Les indigènes, les étrangers et les hérétiques mis à part, nous voici en face de la masse russe et orthodoxe. Dans ce pays qui ressemble à la Russie, mais en accuse davantage tous les caractères, l’immensité, l’isolement, la rudesse et la longueur de l’hiver, la monotonie des plaines sans horizon et des grandes forêts, les traits distinctifs de la population semblent s’être exagérés aussi.

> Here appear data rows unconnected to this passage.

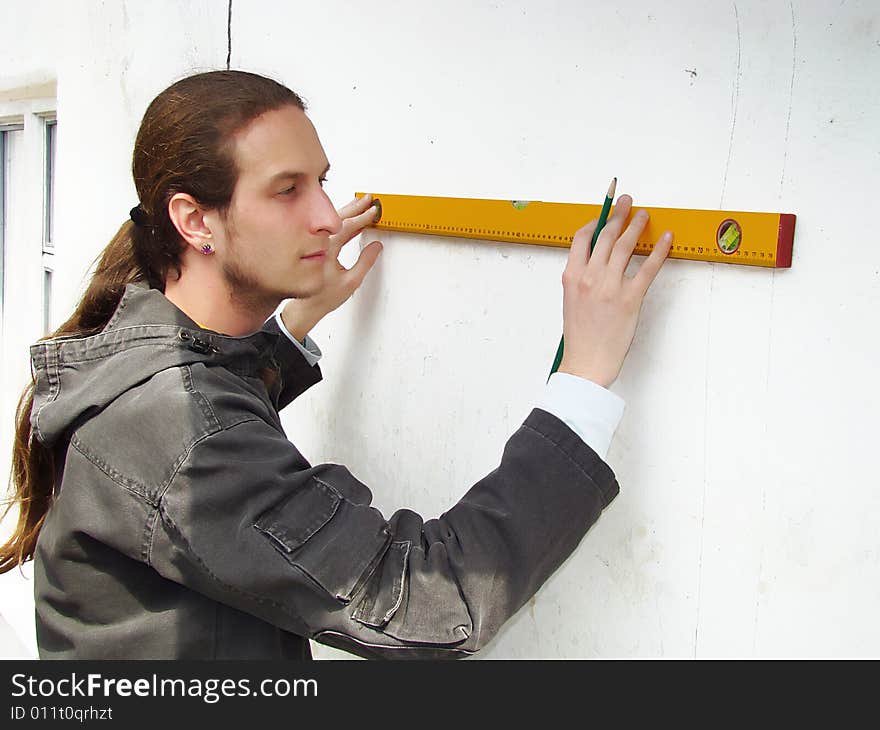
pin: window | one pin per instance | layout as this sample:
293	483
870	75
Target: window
49	188
50	126
7	131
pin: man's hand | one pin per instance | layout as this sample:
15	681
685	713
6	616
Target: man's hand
600	304
301	315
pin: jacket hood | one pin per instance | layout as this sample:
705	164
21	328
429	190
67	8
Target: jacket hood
77	377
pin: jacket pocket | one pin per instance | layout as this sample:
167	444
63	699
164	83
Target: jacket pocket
336	543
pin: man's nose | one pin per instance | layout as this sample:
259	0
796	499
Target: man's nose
324	215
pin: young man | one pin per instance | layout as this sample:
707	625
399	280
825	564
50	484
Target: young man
179	522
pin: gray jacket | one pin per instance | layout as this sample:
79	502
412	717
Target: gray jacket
186	525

Plus encore qu’en Russie, elle est essentiellement agricole, — l’exploitation des placers aurifères est la seule industrie qui ait acquis quelque importance et elle emploie peu de monde, relativement aux productifs résultats qu’elle donne, — plus encore qu’en Russie l’élément rural, qui comprend les neuf dixièmes des habitans, est un bloc compact de paysans, car en Sibérie la grande propriété n’existe pas. Les quelques nobles dont la statistique accuse la présence sont des fonctionnaires dont les biens se trouvent de l’autre côté de l’Oural, et les seules gens riches du pays sont des marchands des villes qui, en dehors de leur commerce, sont souvent intéressés dans des entreprises de mines d’or et peuvent bien avoir quelque maison de plaisance à la

  1. D’après des statistiques remontant à trois ans en arrière et ne comprenant ni le gouvernement de Tobolsk ni celui d’Irkoutsk, il y aurait 83 000 raskolniks en Sibérie.